The person that I was with some minutes ago is totally different from the person I was looking at. He took out a small flask from his leather jacket pocket and drank it. He finished it in one go and threw the can away making me flinch. I couldn't do anything. I couldn't even move from my place. Just watching him as he rub his face several times shaking his head. I felt a slight pain inside my chest looking at his state. He look lost, hurt and angry. I suddenly felt an urge to hold him but my feet stick to the place. I was scared and it took over my pain like always.

His phone rang again and this time he picked it up without checking the caller id. "STOP CALLING ME..", he screamed. Did he forgot the fact that this is my house and I'm still here. The next thing that happen was so quick that even brain found it hard to process. His phone went flying before it crash against the wall and broke into pieces, "FUCK!!! STOP REMINDING ME HE IS DEAD."

I ran to him without even thinking what I was doing before I pulled him to me in a hug and started rubbing his back in a soothing manner to stop him from shaking. The new smell of the alcohol added to his fresh lemon invaded my nostrils. "Shh.. Its okay.
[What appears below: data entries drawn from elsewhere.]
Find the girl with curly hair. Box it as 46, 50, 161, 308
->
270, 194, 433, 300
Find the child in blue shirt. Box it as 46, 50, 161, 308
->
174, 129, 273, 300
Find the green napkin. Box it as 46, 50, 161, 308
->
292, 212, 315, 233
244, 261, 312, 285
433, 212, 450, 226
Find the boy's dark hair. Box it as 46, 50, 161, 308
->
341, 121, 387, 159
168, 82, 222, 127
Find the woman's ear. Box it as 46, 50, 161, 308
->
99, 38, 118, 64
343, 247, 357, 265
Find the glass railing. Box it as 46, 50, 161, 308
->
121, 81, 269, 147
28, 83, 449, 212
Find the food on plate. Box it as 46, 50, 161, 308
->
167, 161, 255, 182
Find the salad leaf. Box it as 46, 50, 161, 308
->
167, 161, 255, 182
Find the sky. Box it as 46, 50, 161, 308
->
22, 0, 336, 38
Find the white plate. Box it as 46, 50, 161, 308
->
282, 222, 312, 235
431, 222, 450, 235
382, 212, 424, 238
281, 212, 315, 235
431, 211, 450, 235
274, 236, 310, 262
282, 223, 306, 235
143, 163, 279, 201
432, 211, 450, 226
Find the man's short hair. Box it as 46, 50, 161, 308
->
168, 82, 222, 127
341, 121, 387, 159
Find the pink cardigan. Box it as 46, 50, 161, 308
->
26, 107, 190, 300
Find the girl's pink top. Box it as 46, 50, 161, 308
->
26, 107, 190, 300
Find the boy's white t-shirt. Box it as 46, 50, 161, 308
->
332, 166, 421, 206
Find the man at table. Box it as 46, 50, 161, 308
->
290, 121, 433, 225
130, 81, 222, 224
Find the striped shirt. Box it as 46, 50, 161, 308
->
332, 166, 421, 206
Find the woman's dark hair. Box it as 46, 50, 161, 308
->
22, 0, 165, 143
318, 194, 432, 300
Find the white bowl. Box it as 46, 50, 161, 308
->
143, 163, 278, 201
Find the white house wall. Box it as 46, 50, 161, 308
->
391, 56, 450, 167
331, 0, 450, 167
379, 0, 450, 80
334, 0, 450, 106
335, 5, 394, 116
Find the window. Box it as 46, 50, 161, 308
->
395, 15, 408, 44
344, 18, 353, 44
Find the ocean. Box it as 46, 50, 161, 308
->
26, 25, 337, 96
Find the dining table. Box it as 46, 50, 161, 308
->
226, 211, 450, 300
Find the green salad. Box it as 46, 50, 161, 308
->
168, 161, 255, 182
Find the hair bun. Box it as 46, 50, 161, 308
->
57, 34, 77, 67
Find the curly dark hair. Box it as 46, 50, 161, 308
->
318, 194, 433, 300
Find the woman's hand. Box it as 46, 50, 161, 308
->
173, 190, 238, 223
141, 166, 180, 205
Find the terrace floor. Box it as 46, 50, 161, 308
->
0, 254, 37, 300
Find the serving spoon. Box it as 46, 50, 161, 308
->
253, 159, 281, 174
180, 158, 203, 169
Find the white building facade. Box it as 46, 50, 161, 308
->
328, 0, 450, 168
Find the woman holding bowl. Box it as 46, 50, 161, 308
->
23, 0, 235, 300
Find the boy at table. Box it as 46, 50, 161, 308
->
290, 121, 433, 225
Shh..", I whispered softly.

I didn't't know what happened and for what I was telling him to be okay but at the moment that's the only thing I came up with. I continued rubbing his back telling him to calm down. His breaths were uneven and my heart was pounding hard under my ribs.
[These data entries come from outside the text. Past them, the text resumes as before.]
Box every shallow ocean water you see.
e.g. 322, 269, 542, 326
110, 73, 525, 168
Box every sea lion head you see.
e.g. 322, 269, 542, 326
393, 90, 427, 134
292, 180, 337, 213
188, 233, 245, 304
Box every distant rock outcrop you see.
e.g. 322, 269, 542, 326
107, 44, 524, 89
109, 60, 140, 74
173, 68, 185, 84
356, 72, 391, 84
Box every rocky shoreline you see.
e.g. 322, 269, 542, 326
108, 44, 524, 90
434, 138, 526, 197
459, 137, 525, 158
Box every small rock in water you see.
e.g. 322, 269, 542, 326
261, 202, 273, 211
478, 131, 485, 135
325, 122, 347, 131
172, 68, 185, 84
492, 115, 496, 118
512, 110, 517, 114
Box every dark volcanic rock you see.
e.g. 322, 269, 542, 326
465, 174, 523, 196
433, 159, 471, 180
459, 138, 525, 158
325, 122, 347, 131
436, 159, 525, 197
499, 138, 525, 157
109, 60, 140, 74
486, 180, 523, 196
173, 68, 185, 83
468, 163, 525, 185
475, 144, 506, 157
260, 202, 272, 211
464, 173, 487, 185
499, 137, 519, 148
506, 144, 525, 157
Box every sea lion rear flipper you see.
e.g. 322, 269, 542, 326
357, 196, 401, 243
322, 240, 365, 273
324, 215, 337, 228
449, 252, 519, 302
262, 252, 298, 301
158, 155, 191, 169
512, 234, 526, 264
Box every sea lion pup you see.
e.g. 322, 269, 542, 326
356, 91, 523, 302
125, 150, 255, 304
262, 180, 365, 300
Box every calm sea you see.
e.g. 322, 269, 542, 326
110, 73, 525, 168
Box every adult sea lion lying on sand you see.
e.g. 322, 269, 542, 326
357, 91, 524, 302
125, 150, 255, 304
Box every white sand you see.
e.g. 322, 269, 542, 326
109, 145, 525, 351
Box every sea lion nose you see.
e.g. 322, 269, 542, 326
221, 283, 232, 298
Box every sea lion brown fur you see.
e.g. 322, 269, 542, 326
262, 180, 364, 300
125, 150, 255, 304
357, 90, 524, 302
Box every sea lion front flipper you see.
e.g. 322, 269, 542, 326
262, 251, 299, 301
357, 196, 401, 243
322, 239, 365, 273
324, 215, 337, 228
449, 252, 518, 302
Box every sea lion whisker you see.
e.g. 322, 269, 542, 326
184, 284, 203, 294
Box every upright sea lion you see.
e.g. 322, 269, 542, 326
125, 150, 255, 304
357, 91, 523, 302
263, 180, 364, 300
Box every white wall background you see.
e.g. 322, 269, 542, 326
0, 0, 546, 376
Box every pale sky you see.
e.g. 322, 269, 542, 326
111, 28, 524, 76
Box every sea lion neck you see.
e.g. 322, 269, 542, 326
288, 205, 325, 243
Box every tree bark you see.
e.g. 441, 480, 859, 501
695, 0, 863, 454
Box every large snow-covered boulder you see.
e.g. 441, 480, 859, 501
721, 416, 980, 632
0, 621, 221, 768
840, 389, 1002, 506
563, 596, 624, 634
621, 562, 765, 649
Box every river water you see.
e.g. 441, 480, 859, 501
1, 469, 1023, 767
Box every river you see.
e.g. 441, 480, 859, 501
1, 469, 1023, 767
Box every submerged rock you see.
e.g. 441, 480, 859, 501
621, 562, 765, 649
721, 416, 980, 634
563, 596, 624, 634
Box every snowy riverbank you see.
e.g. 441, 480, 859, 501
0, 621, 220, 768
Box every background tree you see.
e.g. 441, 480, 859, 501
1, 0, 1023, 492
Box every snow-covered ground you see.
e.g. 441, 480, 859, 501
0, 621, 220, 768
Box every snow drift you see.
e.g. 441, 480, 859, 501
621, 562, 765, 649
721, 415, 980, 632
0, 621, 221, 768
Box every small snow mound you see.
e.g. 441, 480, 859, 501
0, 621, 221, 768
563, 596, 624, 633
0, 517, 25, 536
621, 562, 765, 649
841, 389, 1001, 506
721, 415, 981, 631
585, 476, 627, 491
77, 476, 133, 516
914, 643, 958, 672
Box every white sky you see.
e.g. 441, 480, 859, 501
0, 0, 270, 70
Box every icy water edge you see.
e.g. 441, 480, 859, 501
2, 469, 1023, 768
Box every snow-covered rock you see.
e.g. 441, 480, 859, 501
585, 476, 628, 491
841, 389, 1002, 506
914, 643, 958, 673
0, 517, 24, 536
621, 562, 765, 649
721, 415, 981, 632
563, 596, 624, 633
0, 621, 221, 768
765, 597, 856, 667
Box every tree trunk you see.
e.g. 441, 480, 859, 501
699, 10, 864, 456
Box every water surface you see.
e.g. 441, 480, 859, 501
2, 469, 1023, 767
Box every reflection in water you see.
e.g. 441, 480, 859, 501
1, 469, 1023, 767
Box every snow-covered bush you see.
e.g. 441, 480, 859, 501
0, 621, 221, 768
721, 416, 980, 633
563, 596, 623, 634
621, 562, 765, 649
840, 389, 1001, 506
Suddenly he stopped breathing when he finally realised I was holding him. I shut my eyes tight still holding him close to me as I waited for him to push me away from him and get mad at me.

But instead he wrapped his arms around my waist and pulled me closer to him crushing me into his hard chest. He was fanning my neck with his warm breathes making it hard for me to stay in my right mind. He calm down but his grip was still firm on my body. The tingling sensation ran through my full length realising how close our bodies were. I didn't have the slightest desire to push him away. At the moment I was ready to throw the thoughts of staying away from the delinquent out of the window, everything felt right. We felt right. Right together.
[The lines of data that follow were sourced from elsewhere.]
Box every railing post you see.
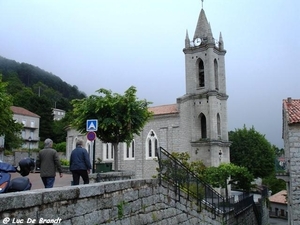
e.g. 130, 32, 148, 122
212, 203, 216, 219
156, 147, 162, 186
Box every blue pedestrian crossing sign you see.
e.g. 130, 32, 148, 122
86, 119, 98, 131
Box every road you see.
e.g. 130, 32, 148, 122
10, 172, 73, 190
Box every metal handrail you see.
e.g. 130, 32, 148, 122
156, 147, 234, 216
156, 146, 267, 224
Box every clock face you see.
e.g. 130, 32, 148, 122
194, 38, 201, 46
215, 40, 219, 48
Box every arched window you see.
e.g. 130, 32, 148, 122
198, 59, 205, 87
146, 130, 158, 159
200, 113, 207, 138
217, 113, 221, 137
214, 59, 219, 90
148, 139, 152, 157
124, 140, 135, 160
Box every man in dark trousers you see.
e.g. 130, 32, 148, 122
69, 139, 92, 185
36, 138, 63, 188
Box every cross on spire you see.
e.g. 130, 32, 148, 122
201, 0, 204, 9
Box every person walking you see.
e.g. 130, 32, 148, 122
36, 138, 63, 188
69, 139, 92, 185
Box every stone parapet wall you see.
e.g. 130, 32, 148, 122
1, 155, 14, 165
2, 151, 66, 166
89, 170, 135, 183
0, 179, 223, 225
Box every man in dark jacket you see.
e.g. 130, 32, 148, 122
36, 138, 63, 188
70, 139, 92, 185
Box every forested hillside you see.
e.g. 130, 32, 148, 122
0, 55, 87, 146
0, 55, 86, 103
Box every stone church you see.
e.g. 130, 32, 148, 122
66, 5, 231, 179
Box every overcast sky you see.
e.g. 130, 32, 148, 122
1, 0, 299, 148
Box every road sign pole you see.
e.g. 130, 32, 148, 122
86, 131, 96, 173
92, 140, 96, 173
86, 119, 98, 173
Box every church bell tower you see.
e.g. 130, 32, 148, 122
177, 5, 230, 167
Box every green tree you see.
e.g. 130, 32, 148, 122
3, 129, 24, 151
273, 145, 284, 157
52, 112, 73, 144
0, 74, 23, 150
71, 86, 153, 171
11, 87, 35, 108
3, 72, 25, 95
52, 120, 66, 143
262, 175, 286, 195
205, 163, 254, 199
8, 82, 55, 142
27, 95, 54, 141
32, 82, 63, 107
169, 152, 207, 179
229, 125, 275, 179
262, 145, 286, 194
53, 142, 66, 153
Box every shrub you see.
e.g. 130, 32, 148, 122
4, 150, 13, 156
54, 142, 66, 153
60, 159, 70, 166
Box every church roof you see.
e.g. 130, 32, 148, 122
269, 190, 287, 205
193, 8, 211, 40
149, 104, 178, 116
11, 106, 40, 118
283, 98, 300, 124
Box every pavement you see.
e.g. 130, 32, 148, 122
269, 217, 288, 225
9, 172, 74, 190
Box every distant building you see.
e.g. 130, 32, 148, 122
281, 97, 300, 224
269, 190, 287, 220
52, 108, 65, 121
11, 106, 40, 150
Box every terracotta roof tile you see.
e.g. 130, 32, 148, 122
10, 106, 40, 118
148, 104, 178, 115
269, 190, 287, 205
283, 98, 300, 124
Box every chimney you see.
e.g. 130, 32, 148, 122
287, 97, 292, 103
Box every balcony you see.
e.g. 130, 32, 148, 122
23, 125, 38, 129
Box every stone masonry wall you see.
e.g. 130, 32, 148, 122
288, 125, 300, 224
0, 179, 224, 225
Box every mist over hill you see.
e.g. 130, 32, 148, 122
0, 55, 89, 143
0, 55, 86, 103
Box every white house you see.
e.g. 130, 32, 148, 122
11, 106, 40, 150
269, 190, 288, 220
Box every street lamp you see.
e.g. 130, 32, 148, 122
28, 136, 32, 157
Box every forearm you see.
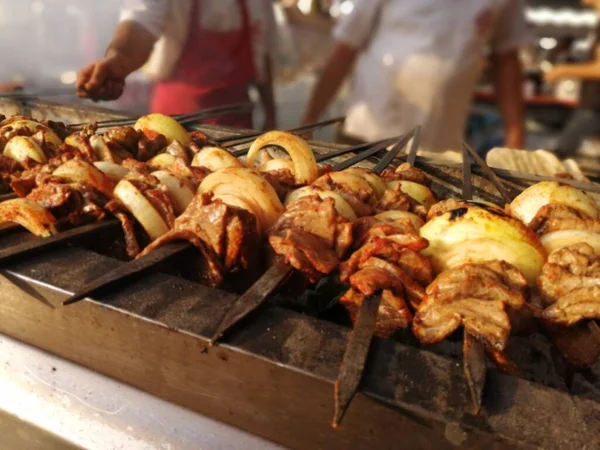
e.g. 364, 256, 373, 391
491, 50, 525, 148
302, 42, 357, 123
552, 63, 600, 81
106, 21, 157, 76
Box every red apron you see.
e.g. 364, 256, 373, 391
151, 0, 256, 128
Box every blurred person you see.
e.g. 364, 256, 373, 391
545, 0, 600, 156
302, 1, 530, 151
76, 0, 277, 129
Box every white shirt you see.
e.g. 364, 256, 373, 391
334, 0, 531, 151
120, 0, 277, 81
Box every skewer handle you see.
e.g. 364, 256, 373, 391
63, 241, 190, 306
209, 262, 291, 346
333, 294, 382, 428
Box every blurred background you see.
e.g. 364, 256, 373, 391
0, 0, 598, 153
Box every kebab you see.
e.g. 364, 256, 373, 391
61, 129, 390, 305
411, 145, 546, 413
509, 181, 600, 369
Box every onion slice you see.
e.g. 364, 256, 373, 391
134, 113, 191, 145
386, 180, 436, 209
147, 153, 179, 170
0, 120, 62, 149
285, 186, 357, 221
259, 158, 295, 174
93, 161, 130, 182
53, 159, 115, 197
345, 168, 387, 198
151, 170, 194, 214
246, 131, 318, 185
114, 179, 170, 240
191, 146, 242, 171
509, 180, 599, 225
4, 136, 47, 166
0, 198, 58, 237
540, 230, 600, 255
199, 168, 284, 233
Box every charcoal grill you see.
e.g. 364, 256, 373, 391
0, 99, 599, 450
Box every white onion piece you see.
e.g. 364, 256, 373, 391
191, 147, 242, 171
0, 198, 58, 237
0, 120, 62, 149
325, 171, 375, 198
199, 168, 284, 233
541, 230, 600, 255
151, 170, 194, 214
386, 180, 436, 209
3, 136, 47, 166
147, 153, 178, 170
285, 186, 357, 221
134, 113, 191, 145
53, 159, 115, 197
93, 161, 130, 182
509, 181, 599, 225
246, 131, 318, 185
345, 168, 387, 198
89, 135, 117, 162
375, 210, 424, 231
212, 193, 261, 234
114, 179, 170, 240
259, 158, 295, 174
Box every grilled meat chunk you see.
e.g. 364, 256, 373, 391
138, 194, 259, 286
313, 173, 375, 217
413, 261, 527, 351
269, 195, 353, 282
426, 199, 469, 221
381, 163, 430, 186
539, 243, 600, 325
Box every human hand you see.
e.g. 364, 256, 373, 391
76, 53, 129, 101
544, 66, 568, 84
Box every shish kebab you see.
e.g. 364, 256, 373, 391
208, 127, 430, 346
0, 115, 349, 265
61, 131, 407, 305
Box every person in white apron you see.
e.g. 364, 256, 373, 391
302, 0, 531, 152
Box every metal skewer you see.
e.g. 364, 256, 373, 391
63, 134, 407, 308
0, 220, 121, 266
229, 117, 345, 156
406, 125, 420, 167
332, 126, 420, 427
209, 131, 414, 347
460, 144, 488, 414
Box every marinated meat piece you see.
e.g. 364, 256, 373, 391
270, 196, 353, 257
43, 120, 76, 140
261, 169, 296, 200
426, 199, 469, 221
105, 200, 141, 258
189, 131, 211, 149
381, 163, 430, 186
270, 228, 339, 278
340, 287, 412, 338
340, 237, 432, 285
375, 188, 411, 212
137, 132, 168, 161
168, 158, 208, 187
104, 126, 140, 152
27, 183, 72, 209
138, 195, 258, 283
538, 243, 600, 326
413, 261, 527, 351
143, 188, 177, 228
528, 204, 588, 233
0, 154, 20, 173
313, 173, 374, 217
353, 216, 426, 250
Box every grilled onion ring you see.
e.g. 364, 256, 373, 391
134, 113, 190, 145
344, 168, 386, 198
246, 131, 318, 185
375, 210, 424, 231
93, 161, 130, 182
114, 179, 170, 240
0, 198, 58, 237
386, 180, 436, 209
53, 159, 115, 197
191, 147, 242, 171
151, 170, 194, 214
4, 136, 47, 166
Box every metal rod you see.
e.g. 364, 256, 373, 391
0, 220, 121, 265
208, 133, 410, 344
0, 193, 17, 202
331, 132, 410, 173
462, 142, 512, 204
406, 125, 421, 167
333, 294, 382, 427
372, 130, 414, 174
461, 143, 487, 414
229, 117, 345, 155
208, 262, 292, 346
62, 241, 191, 306
315, 138, 395, 163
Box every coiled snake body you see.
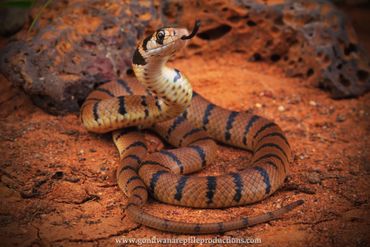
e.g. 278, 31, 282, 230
81, 21, 303, 234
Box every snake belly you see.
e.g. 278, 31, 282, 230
80, 21, 303, 234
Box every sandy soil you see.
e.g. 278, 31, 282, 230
1, 50, 369, 246
1, 7, 370, 247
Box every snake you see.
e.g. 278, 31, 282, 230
80, 20, 303, 234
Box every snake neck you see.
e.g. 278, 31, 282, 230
133, 57, 193, 119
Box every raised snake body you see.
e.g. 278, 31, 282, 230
80, 21, 303, 234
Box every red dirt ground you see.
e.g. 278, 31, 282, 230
1, 7, 370, 247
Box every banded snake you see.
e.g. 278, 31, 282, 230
80, 21, 303, 234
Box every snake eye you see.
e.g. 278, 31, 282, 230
156, 30, 165, 44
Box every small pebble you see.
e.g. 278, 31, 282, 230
62, 130, 79, 136
259, 90, 274, 98
33, 153, 42, 159
255, 103, 262, 108
65, 177, 80, 183
278, 105, 285, 112
328, 106, 335, 114
51, 171, 64, 180
307, 172, 321, 184
336, 114, 346, 122
309, 100, 317, 106
288, 95, 301, 104
299, 154, 307, 160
"I want it to stop. Fucking stop", he mumbled in my neck.

A shivered but I tried my best to concerntrate on what he was saying. He sounded hurt. There was pain in his voice like he couldn't forgive himself for something. I didn't know what to reply so that I could make him feel better. I had no idea what he was talking about but I knew it was hurting him.

"Por favor abrazame fuerte", he whispered this time, and he sounded drunk.

"What?", I asked cluelessly.

"Nothing."

He was still holding me close to him. I slowly pushed him away from me even though my heart was against it and I felt cold. I had to. I placed my hands on my laps as I sat away from him on the couch to maintain some distance between us.

I was looking at my interlaced fingers when I said, "Its getting late, you should leave." We sat there silently for a minute as I waited for him say something. But nothing came and I didn't dare to look in his black dark orbs. I knew the consequences if I did. I'd fall hard. Another minute passed and then another.

He stood up fisting his hands into ball before saying, "You're just like everybody else." What? Hurt and anger clear in his voice. He rushed out of the room before the front door slammed making me flinch when a tear roll down of my left eye. What have I done?!?